Она посмотрела на него и что-то сообразила…
— Мало, — крикнула Братцева, — тут четыре окорока, господин купец, да шкура, да жир!
— Что вы, Марья Ивановна, — хихикая, суетился Кикин, — медведь худой, паршивый! Это уж я для вас сто даю.
Кенин изумленно смотрел на Братцеву. Она искренне деловито горячилась, доказывая, что медведь стоит двести, словно всю жизнь торговала медведями. Голос ее стал пронзительным и лукавым.
Сошлись на ста семидесяти пяти, и Кикин тут же отсчитал деньги; девушка, аккуратно свернув их, сунула за воротник платья; брови ее были при этом задумчиво сдвинуты, а губы плотно сжаты. «Как говорится, охулки на руку ты не положишь!» — с неприязнью подумал Кенин. Ему казалось, что он стал смешон в глазах всех, так как его подарок продавался тут же, при нем. Кенин грустно посмотрел на медведя. Большой, смелый, умный и ловкий зверь погиб от (и действительно!) шальной пули, ради семи четвертных, выторгованных хитрой, практической и холодной особой женского пола.
«Прости нас, — мысленно сказал Кенин медведю, вспомнив читанное где-то обращение дикарей к убитому зверю, — за то, что мы убили тебя!» И он вспомнил еще маленькие, справедливо-злые глаза царя русских лесов, когда он, отбиваясь от собак, бежал к смерти.
— Зачем вы сделали это? — спросил Кенин Братцеву, когда они возвращались к саням.
— Но это же предрассудок, Кенин! — возразила она. — Не все ли равно — лежит ваш подарок у меня в кармане или под ногами — ковром?
— Так-то так… — холодно сказал Кенин.

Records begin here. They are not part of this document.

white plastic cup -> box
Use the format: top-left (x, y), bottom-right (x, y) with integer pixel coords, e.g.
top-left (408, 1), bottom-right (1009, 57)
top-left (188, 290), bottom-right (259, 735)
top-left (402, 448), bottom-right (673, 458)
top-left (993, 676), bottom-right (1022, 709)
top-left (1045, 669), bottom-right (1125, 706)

Чувствуя, что эта девушка уже далекая и чужая ему, он в последний раз посмотрел на нее сбоку взглядом мужчины, и… сильное, голое, страстное желание вдруг отозвалось в его груди сильным, томным сердцебиением. Но и тени влюбленности не было уже в этой последней вспышке. Рассерженный и смущенный, Кенин нагнулся, схватил горсть снега и сунул его за ворот полушубка. Колючие, ледяные струйки потекли по спине. Вскоре показалась лесная дорога, возки и лошади.
— Вот теперь хорошо выпить, господа медвежатники! — крикнул, возясь около кулька, Старкун, и Кенин весело, всем сердцем, освобожденным от случайной любви, согласился с ним.